A year ago, I committed this:

  2018-12-21  Bruno Haible  <address@hidden>

      memcmp: Mention the clang bug.
      * tests/test-memcmp.c: Add comment about a known test failure.
      * doc/posix-functions/memcmp.texi: Mention the clang bug.

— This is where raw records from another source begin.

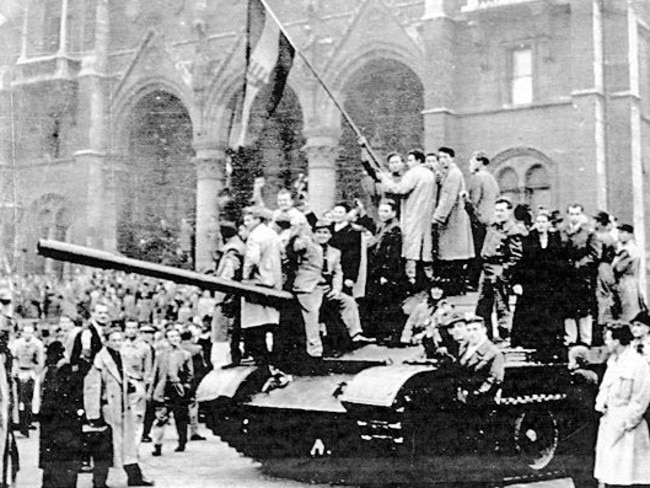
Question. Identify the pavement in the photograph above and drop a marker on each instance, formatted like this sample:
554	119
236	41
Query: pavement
204	464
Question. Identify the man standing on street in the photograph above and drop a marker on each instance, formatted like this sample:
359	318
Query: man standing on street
172	383
108	402
138	362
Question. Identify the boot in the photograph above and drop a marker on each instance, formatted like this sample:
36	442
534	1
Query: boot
100	475
135	477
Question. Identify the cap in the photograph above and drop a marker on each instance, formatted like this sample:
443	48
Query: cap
642	318
474	319
626	228
453	319
602	217
322	224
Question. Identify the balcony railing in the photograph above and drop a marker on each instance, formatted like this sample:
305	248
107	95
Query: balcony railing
473	5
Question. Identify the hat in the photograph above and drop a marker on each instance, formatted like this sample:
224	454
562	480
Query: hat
602	218
626	228
323	224
259	212
471	319
453	319
642	318
5	295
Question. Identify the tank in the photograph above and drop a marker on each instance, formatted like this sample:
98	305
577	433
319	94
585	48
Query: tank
382	415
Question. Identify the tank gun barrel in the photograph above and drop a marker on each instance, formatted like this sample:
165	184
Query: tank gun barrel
87	256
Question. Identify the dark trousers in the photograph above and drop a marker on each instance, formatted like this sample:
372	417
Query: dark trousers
178	407
476	264
255	342
493	290
149	417
64	477
25	397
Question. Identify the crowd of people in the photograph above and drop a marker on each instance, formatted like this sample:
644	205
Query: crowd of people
129	351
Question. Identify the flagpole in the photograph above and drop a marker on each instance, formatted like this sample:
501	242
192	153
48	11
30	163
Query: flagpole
362	140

But a comment does not stop the test from failing :) So, here's to make it
succeed:


2019-12-21  Bruno Haible  <address@hidden>

        memcmp tests: Work around the clang bug.
        * tests/test-memcmp.c (main): Use a volatile function pointer to disable
        the clang optimization.

diff --git a/tests/test-memcmp.c b/tests/test-memcmp.c
index 5d48119..f0bddef 100644
--- a/tests/test-memcmp.c
+++ b/tests/test-memcmp.c
@@ -25,12 +25,11 @@ SIGNATURE_CHECK (memcmp, int, (void const *, void const *, 
size_t));
 #include "zerosize-ptr.h"
 #include "macros.h"
 
-/* Note: This test sometimes fails when compiled by 'clang'.
-   See <https://bugs.llvm.org/show_bug.cgi?id=40063>.  */
-
 int
 main (void)
 {
+  int (* volatile memcmp_ptr) (const void *, const void *, size_t) = memcmp;
+
   /* Test equal / not equal distinction.  */
   ASSERT (memcmp (zerosize_ptr (), zerosize_ptr (), 0) == 0);
   ASSERT (memcmp ("foo", "foobar", 2) == 0);
@@ -48,10 +47,13 @@ main (void)
   ASSERT (memcmp ("foobar", "foo", 4) > 0);
 
   /* Some old versions of memcmp were not 8-bit clean.  */
-  ASSERT (memcmp ("\100", "\201", 1) < 0);
-  ASSERT (memcmp ("\201", "\100", 1) > 0);
-  ASSERT (memcmp ("\200", "\201", 1) < 0);
-  ASSERT (memcmp ("\201", "\200", 1) > 0);
+  /* Use the function pointer here, because otherwise this test is sometimes
+     miscompiled by 'clang'.
+     See <https://bugs.llvm.org/show_bug.cgi?id=40063>.  */
+  ASSERT (memcmp_ptr ("\100", "\201", 1) < 0);
+  ASSERT (memcmp_ptr ("\201", "\100", 1) > 0);
+  ASSERT (memcmp_ptr ("\200", "\201", 1) < 0);
+  ASSERT (memcmp_ptr ("\201", "\200", 1) > 0);
 
   /* The Next x86 OpenStep bug shows up only when comparing 16 bytes
      or more and with at least one buffer not starting on a 4-byte boundary.